Fitting models to compare

import matplotlib.pyplot as plt
import numpy as np
import seaborn as sns
import pandas as pd
from sklearn import datasets
from sklearn import cluster
from sklearn import svm
from sklearn import tree
from sklearn import naive_bayes
# import the whole model selection module
from sklearn import model_selection
sns.set_theme(palette='colorblind')

We’ll use the iris data again.

Remember, we need to split the data into training and test. The cross validation step will hep us optimize the parameters, but we don’t want data leakage where the model has seen the test data multiple times. So, we split the data here for train and test and the cross validation splits the training data into train and “test” again, but that “test” is better termed validation.

# load and split the data
iris_X, iris_y = datasets.load_iris(return_X_y=True)
iris_X_train, iris_X_test, iris_y_train, iris_y_test = model_selection.train_test_split(
    iris_X,iris_y, test_size =.2,random_state=5)

cv = 5

Next, we’ll create some variables for the sizes of these sets of data so that we can use them later

num_test = len(iris_y_test)
num_val = len(iris_y_train)/cv

Fitting a Decision Tree

We will first fit a decision tree.

Then we can make the object, the parameter grid dictionary and the Grid Search object. We split these into separate cells, so that we can use the built in help to see more detail.

# create dt, set param grid & create optimizer
dt = tree.DecisionTreeClassifier()

params_dt = {'criterion':['gini','entropy'],
             'max_depth':[2,3,4,5,6],
       'min_samples_leaf':list(range(2,20,2))}

dt_opt = model_selection.GridSearchCV(dt,params_dt,cv=cv)


# optimize the decision tree
dt_opt.fit(iris_X_train,iris_y_train)

# store dt optimization
dt_df = pd.DataFrame(dt_opt.cv_results_)

GNB

We’ll also fit GNB, it doesn’t really have parameters to optmize, but we will use the optimizer to run the experiment so we have the score times evaluated in the same way as the others.

# create dt, set param grid & create optimizer
gnb = naive_bayes.GaussianNB()

params_gnb = {'priors':[[.33,.34,.33]],}

gb_opt = model_selection.GridSearchCV(gnb,params_gnb,cv=cv)


# optimize the decision tree
gb_opt.fit(iris_X_train,iris_y_train)

# store dt optimization
gb_df = pd.DataFrame(gb_opt.cv_results_)

Support Vector Machine

Third, we will use a new type of classifier.

A support vector machine or SVM is a type of maximum margin classifier. That is it tries to find the decision boundary that produces the clearest margin.

You can see a visualization of the impact of the C parameter in alinear model

Source
# we create 40 separable points
np.random.seed(0)
X = np.r_[np.random.randn(20, 2) - [2, 2], np.random.randn(20, 2) + [2, 2]]
Y = [0] * 20 + [1] * 20

# figure number
fignum = 1

# fit the model
for name, penalty in (("unreg", 1),):
    clf = svm.SVC(kernel="linear", C=penalty)
    clf.fit(X, Y)

    # get the separating hyperplane
    w = clf.coef_[0]
    a = -w[0] / w[1]
    xx = np.linspace(-5, 5)
    yy = a * xx - (clf.intercept_[0]) / w[1]
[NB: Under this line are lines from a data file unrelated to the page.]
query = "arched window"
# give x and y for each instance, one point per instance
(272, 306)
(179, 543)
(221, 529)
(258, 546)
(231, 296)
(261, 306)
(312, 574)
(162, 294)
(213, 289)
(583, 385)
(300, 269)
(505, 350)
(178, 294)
    # plot the parallels to the separating hyperplane that pass through the
    # support vectors (margin away from hyperplane in direction
    # perpendicular to hyperplane). This is sqrt(1+a^2) away vertically in
    # 2-d.
    margin = 1 / np.sqrt(np.sum(clf.coef_**2))
    yy_down = yy - np.sqrt(1 + a**2) * margin
    yy_up = yy + np.sqrt(1 + a**2) * margin

    # plot the line, the points, and the nearest vectors to the plane
    plt.figure(fignum, figsize=(4, 3))
    plt.clf()
    plt.plot(xx, yy, "k-")
    plt.plot(xx, yy_down, "k--")
    plt.plot(xx, yy_up, "k--")

    plt.scatter(
        clf.support_vectors_[:, 0],
        clf.support_vectors_[:, 1],
        s=80,
        facecolors="none",
        zorder=10,
        edgecolors="k",
    )
    plt.scatter(
        X[:, 0], X[:, 1], c=Y, zorder=10, cmap=plt.get_cmap("RdBu"), edgecolors="k"
    )

    plt.axis("tight")
    x_min = -4.8
    x_max = 4.2
    y_min = -6
    y_max = 6

    YY, XX = np.meshgrid(yy, xx)
    xy = np.vstack([XX.ravel(), YY.ravel()]).T
    Z = clf.decision_function(xy).reshape(XX.shape)

    # Put the result into a contour plot
    plt.contourf(XX, YY, Z, cmap=plt.get_cmap("RdBu"), alpha=0.5, linestyles=["-"])

    plt.xlim(x_min, x_max)
    plt.ylim(y_min, y_max)

    plt.xticks(())
    plt.yticks(())
    fignum = fignum + 1
<Figure size 400x300 with 1 Axes>

We can fit and optimize it the same way as others

#  creat svm and optimizer
svm_clf = svm.SVC()
param_grid = {'kernel':['linear','rbf'], 'C':[.05, .25, .5, .75,1,2,5,7,10]}
svm_opt = model_selection.GridSearchCV(svm_clf,param_grid,cv=cv)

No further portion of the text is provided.